Meanwhile the light diminished sensibly, surrounding objects appearing as if seen by moonlight. The decisive moment was near, and we waited for it with some anxiety; this anxiety took nothing from our powers of observation, it rather stimulated and increased them; and it was, besides, fully justified by the grandeur of the spectacle which nature was preparing for us, and by the consciousness that the fruits of our thorough preparations and of a long voyage would depend on the use now made of a few minutes.
The solar disc was soon reduced to a narrow bright arc, and we redoubled our attention. The slits of the spectroscopes were kept precisely upon the part of the moon's limb where the last light of the sun would be seen, so that they would be directed to the lower regions of the solar atmosphere at the moment of contact of the discs.
The total obscuration occurred instantaneously, and the spectral phenomena also changed immediately in a very remarkable manner. Two spectra, formed of five or six very bright lines—red, yellow, green, blue, and violet—occupied the field in place of the prismatic image of the sun which had just disappeared. These spectra, about one minute (of arc) long, corresponded line for line, and were separated by a dark space in which I could see no lines.
The finder showed that these two spectra were caused by two magnificent protuberances which were now visible on each side of the point of contact. One of them, that on the left, was more than three minutes (or one tenth of the sun's diameter) in height; it looked like the flame of a furnace, rushing violently from the openings of the burning mass within, and driven by a strong wind. The one to the right presented the appearance of a mass of snowy mountains, with its base resting on the moon's limb, and enlightened by a setting sun. These appearances have been carefully drawn by M. Jules Lefaucheur. I will therefore only remark before quitting the subject, which I shall have to treat subsequently under a special aspect, that the preceding observation shows at once:
1st. The gaseous nature of the protuberances, (the lines being bright.)
2d. The general similarity of their chemical composition, (the spectra corresponding line for line.)
3d. Their chemical species, (the red and blue lines of their spectrum being no other than the lines C and F of the solar one, and belonging, as is well known, to hydrogen gas.)

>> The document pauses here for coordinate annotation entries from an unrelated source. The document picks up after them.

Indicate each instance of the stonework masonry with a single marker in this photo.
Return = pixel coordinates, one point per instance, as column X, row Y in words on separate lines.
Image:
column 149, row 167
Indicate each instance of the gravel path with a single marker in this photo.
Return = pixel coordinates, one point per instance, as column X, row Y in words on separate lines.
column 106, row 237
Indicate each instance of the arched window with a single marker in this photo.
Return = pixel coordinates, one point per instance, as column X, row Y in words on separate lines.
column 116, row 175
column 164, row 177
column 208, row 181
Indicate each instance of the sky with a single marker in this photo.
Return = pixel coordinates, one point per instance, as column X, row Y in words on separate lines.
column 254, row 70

Let us now return to the dark space which separated the spectra of these protuberances. It will be remembered that, at the moment of the total obscuration, the slits were tangent to the solar and lunar discs, and were therefore directed toward the circumsolar regions immediately above the photosphere, in which regions M. Kirchhoff's theory places the atmosphere of vapors, which produces by absorption the dark lines of the solar spectrum. This atmosphere, when shining by its own light, should, according to the same theory, give a reversed solar spectrum, that is to say, one composed entirely of bright lines. This is what we were expecting and trying to verify, and it was to make the proof decisive that I had used so many precautions. But we have just seen that only the protuberances gave positive or bright-line spectra. Now, it is very certain that, if an atmosphere formed of the vapors of all the substances which have been found in the sun really existed above the photosphere, it would have given a spectrum at least as brilliant as that of the protuberances, which were formed of a gas much less dense and less luminous. It must, then, be admitted that, if this atmosphere exists, its height is so small that it has escaped notice.
I must also add that this result did not much surprise me; for my investigations on the solar spectrum had led me to doubt the reality of any considerable atmosphere around the sun, and I am more and more inclined to think that the phenomena of elective absorption, ascribed by the great physicist of Heidelberg to an atmosphere exterior to the sun, are clue to the vapors of the photosphere itself, in which the solid and liquid particles forming the luminous clouds are floating. This view is not merely in harmony with the beautiful theory on the constitution of the photosphere which we owe to M. Faye, but even seems to be a necessary deduction from it.
In fine, the eclipse of the 18th of August appears to me to show that the formation of the solar spectrum cannot be explained by the theory heretofore admitted, and I propose a correction to this theory as above indicated.